Wednesday, May 11, 2011

Just another dead bird

Yesterday's post about bald eagles being poisoned by lead shot was more momentous than this peculiar instance of a single dead bird. But yellow-bellied sapsuckers have rights, too. Like the bald eagle, it is protected by the Migratory Bird Treaty Act (MBTA), which prohibits the taking, killing, possession, transportation, and importation of migratory birds, their eggs, parts, and nests. That's why the charge of violating the MBTA was added to citations against Josephine L. Winsor back in December for being in Valley Forge National Historic Park after dark and driving under the influence of alcohol.
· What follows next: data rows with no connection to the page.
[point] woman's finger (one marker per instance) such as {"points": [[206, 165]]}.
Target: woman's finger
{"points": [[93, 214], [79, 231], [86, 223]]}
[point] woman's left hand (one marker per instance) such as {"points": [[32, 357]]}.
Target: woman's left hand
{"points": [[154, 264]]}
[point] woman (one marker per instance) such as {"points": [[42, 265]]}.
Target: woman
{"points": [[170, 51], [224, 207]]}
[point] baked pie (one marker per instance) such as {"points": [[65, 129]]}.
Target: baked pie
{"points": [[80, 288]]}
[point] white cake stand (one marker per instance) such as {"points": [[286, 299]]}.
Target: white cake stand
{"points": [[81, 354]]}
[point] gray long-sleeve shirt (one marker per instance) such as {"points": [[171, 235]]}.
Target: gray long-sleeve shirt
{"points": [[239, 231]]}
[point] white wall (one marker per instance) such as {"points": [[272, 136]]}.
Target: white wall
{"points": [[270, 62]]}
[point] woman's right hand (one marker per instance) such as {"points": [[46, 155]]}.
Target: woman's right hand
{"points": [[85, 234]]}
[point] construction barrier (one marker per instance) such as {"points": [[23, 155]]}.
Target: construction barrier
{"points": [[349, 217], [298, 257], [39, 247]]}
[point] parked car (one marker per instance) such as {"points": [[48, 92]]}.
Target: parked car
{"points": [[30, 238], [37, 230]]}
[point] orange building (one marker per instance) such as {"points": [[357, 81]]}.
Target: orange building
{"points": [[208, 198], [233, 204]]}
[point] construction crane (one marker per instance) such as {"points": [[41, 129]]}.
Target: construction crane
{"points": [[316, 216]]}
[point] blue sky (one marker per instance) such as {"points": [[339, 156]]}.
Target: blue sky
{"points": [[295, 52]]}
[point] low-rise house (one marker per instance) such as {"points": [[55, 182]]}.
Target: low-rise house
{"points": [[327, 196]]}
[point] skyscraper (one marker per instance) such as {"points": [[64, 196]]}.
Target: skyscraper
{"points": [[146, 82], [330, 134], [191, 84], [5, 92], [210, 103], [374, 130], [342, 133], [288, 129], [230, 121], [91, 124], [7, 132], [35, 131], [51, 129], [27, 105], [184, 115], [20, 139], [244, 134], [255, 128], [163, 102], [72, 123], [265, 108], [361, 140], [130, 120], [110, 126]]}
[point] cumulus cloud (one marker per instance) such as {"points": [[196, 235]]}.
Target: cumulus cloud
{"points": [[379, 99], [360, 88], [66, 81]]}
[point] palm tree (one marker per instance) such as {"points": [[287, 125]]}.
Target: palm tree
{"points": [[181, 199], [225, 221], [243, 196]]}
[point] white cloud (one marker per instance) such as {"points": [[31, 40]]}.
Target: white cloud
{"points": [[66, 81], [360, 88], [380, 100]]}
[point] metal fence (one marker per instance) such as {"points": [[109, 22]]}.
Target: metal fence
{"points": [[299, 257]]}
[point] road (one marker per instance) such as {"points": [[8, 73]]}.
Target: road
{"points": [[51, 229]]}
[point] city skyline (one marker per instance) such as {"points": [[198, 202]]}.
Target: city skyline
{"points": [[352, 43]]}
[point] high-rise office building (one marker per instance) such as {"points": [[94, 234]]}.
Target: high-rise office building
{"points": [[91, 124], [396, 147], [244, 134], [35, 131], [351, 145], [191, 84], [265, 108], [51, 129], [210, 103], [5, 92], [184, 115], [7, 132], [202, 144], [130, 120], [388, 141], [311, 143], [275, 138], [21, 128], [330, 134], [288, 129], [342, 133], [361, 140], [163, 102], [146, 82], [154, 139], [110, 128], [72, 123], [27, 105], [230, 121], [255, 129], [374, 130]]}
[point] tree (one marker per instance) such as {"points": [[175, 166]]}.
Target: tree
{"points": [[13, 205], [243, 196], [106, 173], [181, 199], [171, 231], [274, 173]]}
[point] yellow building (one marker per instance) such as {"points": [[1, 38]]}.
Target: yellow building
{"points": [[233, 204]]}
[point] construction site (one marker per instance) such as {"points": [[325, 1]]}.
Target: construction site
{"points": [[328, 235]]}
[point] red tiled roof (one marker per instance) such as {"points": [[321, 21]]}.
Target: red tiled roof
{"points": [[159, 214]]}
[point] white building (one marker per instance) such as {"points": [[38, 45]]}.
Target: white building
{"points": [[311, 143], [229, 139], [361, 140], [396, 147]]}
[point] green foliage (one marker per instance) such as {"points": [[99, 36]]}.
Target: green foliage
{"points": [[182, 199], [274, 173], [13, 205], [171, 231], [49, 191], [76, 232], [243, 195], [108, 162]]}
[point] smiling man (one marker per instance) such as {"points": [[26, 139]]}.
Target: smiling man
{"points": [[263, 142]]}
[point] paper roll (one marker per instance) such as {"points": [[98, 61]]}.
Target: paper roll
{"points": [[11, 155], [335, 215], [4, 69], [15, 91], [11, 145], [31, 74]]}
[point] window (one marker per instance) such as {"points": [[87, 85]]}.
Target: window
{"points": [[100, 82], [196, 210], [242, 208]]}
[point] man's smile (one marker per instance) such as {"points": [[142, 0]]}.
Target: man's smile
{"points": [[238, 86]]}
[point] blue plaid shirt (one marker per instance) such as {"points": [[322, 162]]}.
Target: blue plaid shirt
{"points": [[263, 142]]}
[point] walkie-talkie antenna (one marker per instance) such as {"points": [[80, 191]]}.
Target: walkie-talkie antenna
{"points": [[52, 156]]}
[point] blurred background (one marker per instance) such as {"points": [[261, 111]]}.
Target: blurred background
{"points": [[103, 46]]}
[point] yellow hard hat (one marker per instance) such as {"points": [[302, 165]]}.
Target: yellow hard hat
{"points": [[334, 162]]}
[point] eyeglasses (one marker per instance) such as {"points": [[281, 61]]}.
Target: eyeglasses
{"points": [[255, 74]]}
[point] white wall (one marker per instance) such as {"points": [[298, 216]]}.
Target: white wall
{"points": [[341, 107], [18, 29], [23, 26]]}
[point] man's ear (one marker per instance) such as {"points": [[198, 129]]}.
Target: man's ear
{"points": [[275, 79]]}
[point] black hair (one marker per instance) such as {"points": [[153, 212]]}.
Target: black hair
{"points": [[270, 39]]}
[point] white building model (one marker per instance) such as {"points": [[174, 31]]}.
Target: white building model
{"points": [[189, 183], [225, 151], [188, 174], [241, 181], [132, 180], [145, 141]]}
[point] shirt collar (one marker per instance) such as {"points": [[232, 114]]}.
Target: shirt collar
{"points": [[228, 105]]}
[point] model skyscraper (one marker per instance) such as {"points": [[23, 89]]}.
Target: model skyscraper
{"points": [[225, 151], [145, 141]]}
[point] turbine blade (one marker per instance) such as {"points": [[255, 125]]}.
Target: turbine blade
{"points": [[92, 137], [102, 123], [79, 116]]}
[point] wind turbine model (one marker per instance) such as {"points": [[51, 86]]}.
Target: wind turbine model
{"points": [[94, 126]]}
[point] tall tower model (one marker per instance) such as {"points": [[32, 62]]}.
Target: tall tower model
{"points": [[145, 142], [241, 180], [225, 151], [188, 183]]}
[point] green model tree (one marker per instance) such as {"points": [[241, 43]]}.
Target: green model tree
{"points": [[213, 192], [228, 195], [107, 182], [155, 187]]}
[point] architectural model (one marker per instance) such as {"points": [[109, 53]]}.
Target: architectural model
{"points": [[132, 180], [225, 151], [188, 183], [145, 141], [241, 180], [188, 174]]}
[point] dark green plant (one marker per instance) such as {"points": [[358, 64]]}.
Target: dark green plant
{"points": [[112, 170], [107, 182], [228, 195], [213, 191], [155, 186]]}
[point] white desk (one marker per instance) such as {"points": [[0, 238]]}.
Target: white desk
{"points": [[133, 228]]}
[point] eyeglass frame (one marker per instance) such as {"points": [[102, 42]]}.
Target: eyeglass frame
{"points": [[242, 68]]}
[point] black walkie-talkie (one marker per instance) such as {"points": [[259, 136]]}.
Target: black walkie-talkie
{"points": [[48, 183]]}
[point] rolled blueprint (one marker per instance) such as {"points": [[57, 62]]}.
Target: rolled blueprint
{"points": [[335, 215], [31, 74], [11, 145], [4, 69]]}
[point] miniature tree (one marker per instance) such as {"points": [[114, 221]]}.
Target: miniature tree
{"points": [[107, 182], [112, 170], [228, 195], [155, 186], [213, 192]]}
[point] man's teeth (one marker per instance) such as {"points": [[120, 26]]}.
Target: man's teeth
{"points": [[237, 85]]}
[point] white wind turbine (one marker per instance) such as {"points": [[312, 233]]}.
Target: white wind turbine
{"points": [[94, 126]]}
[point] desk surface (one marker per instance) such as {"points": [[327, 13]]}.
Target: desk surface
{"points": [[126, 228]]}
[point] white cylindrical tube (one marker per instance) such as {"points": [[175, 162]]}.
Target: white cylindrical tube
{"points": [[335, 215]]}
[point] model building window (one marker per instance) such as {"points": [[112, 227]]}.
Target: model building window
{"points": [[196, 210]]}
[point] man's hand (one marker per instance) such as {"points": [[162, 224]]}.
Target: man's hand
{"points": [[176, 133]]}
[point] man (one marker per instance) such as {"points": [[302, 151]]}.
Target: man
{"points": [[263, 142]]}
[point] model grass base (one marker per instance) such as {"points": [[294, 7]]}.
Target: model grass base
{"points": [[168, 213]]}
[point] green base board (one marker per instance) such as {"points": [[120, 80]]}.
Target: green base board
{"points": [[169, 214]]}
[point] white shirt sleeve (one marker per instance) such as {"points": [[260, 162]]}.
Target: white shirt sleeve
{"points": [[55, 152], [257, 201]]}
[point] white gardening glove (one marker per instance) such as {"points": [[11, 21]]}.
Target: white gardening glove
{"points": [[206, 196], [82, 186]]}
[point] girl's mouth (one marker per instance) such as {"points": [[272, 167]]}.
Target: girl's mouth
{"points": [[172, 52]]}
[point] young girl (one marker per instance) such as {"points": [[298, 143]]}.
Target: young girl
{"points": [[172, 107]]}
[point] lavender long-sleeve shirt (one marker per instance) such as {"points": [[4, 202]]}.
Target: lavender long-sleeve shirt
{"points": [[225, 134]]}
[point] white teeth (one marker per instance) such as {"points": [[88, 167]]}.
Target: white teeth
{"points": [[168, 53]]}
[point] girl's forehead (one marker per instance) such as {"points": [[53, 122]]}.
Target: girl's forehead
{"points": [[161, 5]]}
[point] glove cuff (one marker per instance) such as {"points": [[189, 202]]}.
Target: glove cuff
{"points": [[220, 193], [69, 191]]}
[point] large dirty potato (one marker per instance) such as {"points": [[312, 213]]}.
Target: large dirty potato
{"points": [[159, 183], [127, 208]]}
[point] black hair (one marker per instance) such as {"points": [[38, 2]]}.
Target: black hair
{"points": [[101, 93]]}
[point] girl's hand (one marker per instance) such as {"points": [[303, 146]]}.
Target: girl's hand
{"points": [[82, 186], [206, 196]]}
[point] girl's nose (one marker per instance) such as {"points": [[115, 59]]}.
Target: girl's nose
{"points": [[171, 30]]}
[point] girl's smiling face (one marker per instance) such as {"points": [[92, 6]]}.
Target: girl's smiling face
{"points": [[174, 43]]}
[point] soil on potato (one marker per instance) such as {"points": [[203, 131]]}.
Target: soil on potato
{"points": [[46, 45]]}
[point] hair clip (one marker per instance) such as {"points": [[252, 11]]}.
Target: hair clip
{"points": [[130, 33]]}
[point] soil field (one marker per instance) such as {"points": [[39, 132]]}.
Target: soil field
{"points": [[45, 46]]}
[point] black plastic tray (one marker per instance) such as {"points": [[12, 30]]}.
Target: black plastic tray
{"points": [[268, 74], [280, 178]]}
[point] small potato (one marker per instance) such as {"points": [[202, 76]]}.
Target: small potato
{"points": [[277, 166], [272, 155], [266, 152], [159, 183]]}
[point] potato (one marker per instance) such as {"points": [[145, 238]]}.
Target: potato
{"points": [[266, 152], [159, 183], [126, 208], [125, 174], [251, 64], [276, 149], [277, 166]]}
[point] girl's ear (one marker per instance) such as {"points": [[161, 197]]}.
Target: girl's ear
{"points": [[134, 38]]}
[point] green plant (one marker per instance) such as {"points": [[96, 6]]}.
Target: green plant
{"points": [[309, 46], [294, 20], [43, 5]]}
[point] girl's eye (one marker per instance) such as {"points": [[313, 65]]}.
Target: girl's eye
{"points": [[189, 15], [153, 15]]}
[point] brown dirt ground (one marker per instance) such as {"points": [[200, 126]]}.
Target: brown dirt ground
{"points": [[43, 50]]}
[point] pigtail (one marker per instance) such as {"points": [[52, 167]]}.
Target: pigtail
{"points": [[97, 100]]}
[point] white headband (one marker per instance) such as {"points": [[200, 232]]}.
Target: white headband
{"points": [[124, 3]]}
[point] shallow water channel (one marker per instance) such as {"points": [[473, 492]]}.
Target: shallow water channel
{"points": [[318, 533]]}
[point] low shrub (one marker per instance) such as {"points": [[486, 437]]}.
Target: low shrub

The 74-year-old artist was driving around with the dead woodpecker in her car. In her defense, her lawyer explains that she was unaware that the species was protected and that she has used birds as models in her artwork in the past: "There was no criminal intent here. She had no idea that what she was doing was wrong." She had in fact worked at a nearby nature conservancy, which is where she had recently obtained the sapsucker specimen. As punishment for her indiscretion, Winsor was fined $350 and ordered to pay up to $500 in taxidermy costs so that the National Park Service could "place the bird into service either for educational and/or display purposes."

Image: A Victorian preserved and mounted green woodpecker arranged in a display case.